The show ponders the big life questions: goals and how we achieve them (if at all).  It’s a rather huge, perhaps insurmountable, topic to attempt — but the night invites us to try via headphones and a cinema that fits snugly into the Roundhouse’s intimate studio space. This set-up is most successful when it ventures beneath the surface of our unconscious decision making. At the start, we’re behind the wheel on a simulated motorway listening to late night hits on 107.4 Phoenix FM. This induces the sort of reflective, mesmeric state that tunes into some sort of primal life frequency and objectifies it — really interesting stuff.

But when we have to ask each other questions about our lives and how we made the biggest decisions, it seems too clumsily handled for so sensitive a topic. Staring into an audience member’s eyes as they held up their note on a landmark life moment felt like a weird psychotherapy session. Taped interviews with children about their life dreams are sweet, but ultimately only prompt questions about what we were meant to draw from them.

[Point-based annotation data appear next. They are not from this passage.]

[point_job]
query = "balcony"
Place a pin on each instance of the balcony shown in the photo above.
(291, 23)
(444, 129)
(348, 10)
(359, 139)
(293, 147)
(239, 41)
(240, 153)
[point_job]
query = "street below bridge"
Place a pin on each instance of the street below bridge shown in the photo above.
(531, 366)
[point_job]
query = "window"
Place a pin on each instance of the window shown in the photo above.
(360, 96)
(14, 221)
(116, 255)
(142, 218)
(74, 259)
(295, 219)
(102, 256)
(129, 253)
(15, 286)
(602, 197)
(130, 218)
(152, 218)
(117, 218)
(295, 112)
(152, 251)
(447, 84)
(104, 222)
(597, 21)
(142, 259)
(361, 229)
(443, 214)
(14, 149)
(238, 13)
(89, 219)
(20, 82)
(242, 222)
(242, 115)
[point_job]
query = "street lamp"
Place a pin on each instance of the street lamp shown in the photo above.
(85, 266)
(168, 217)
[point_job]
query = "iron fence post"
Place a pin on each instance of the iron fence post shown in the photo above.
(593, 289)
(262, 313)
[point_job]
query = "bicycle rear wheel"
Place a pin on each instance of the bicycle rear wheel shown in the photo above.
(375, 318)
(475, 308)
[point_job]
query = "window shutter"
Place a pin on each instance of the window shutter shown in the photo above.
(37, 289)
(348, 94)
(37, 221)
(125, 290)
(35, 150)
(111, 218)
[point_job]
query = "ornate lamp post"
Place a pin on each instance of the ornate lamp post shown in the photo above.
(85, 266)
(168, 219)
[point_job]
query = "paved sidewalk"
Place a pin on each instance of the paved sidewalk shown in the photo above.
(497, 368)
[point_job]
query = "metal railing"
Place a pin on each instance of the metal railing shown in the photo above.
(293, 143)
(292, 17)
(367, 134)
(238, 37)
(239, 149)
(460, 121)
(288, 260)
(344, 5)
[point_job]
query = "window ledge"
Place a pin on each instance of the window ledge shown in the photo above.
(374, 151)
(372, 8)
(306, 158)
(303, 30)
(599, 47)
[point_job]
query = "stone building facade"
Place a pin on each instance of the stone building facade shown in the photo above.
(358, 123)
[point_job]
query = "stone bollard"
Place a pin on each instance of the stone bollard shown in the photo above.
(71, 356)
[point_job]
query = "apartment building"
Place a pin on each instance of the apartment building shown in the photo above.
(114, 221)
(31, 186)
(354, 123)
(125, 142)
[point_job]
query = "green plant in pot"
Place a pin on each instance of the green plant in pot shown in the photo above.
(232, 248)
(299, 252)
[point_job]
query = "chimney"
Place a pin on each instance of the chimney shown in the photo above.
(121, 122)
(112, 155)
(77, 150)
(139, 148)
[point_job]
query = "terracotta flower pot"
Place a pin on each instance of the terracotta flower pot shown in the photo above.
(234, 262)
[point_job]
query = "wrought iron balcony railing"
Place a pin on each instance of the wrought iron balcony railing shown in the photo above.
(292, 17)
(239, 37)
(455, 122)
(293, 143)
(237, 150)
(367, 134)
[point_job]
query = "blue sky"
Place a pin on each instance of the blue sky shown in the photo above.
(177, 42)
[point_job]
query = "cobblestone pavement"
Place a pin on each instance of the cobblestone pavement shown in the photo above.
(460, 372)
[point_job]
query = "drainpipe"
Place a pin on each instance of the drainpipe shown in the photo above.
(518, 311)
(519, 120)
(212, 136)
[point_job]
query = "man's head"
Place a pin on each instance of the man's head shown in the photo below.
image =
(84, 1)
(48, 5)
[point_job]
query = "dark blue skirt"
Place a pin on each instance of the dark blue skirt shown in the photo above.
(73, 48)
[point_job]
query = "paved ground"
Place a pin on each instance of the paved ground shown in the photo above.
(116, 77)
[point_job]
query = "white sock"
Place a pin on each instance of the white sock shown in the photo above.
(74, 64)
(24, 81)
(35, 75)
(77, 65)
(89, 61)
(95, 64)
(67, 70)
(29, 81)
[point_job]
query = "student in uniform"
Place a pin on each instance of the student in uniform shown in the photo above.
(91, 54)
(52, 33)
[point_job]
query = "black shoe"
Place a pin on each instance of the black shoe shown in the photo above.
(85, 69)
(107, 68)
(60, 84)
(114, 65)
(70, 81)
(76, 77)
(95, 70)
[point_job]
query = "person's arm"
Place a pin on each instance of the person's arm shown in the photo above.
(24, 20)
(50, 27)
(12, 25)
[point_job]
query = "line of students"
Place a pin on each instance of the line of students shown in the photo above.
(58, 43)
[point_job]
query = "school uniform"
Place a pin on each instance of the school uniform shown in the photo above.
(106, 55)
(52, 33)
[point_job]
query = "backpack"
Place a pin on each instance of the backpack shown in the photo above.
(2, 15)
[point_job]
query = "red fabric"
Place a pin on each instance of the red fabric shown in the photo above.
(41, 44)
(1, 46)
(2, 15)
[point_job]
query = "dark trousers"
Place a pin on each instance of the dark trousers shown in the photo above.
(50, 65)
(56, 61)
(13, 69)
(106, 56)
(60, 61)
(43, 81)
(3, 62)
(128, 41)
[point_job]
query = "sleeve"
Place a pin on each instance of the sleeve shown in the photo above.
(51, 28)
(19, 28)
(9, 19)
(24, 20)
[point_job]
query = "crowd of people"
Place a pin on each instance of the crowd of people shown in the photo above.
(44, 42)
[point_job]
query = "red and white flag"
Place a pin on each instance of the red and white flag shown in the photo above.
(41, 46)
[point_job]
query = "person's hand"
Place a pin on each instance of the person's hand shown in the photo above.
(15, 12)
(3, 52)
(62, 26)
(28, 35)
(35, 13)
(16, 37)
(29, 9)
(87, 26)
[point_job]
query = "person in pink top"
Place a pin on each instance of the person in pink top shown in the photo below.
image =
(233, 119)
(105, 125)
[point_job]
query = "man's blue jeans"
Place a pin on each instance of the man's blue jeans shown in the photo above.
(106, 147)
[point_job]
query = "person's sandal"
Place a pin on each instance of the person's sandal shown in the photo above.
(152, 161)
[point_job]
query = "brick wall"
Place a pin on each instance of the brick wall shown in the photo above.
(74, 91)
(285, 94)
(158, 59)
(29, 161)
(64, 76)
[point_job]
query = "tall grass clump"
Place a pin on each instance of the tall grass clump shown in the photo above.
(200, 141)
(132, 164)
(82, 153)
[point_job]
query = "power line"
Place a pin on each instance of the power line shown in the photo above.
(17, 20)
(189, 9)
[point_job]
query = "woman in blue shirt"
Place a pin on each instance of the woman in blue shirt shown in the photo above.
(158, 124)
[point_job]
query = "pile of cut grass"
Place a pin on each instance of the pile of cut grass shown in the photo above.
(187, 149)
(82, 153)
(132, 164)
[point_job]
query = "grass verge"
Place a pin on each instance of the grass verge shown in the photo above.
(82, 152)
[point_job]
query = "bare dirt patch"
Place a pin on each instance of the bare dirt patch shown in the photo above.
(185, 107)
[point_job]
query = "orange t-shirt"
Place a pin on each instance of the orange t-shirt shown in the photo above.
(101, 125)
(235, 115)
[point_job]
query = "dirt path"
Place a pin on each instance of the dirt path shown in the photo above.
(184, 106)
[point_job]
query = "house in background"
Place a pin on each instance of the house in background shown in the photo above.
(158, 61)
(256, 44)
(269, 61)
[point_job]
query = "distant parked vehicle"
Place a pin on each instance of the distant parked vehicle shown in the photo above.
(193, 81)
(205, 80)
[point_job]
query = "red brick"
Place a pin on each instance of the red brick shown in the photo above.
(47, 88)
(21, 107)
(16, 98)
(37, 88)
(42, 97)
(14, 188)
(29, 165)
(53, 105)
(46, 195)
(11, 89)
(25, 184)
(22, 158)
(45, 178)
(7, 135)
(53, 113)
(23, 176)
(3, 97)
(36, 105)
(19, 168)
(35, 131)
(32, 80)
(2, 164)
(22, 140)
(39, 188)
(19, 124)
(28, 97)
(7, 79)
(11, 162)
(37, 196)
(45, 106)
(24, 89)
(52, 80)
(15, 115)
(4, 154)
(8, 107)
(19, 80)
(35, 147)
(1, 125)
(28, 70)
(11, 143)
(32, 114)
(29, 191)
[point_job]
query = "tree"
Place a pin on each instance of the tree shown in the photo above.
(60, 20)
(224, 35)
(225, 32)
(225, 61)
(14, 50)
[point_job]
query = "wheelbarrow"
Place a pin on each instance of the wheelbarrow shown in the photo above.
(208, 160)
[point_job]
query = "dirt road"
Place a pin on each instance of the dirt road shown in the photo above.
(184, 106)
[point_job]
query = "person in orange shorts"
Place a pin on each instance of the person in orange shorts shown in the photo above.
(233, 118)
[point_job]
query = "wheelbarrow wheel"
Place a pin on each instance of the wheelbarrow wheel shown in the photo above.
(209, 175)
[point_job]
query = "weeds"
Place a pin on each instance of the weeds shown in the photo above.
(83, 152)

Mountaineering tackles a massive subject that perhaps bamboozled the creators as much as it did the audience. “Not everyone has to set out towards an end goal, and it feels alienating to suggest this is the default,” says the programme. More powerful perhaps, would have been to critique the very notion of goals, or of climbing to reach the top of an idealised social ladder. But in trying to be all things to all people, this night left us feeling like our depths had been disturbed with little gained in return.

Mountaineering is at the Roundhouse's Studio Theatre until 15 February. Tickets from £15. Londonist attended on a complimentary press night ticket.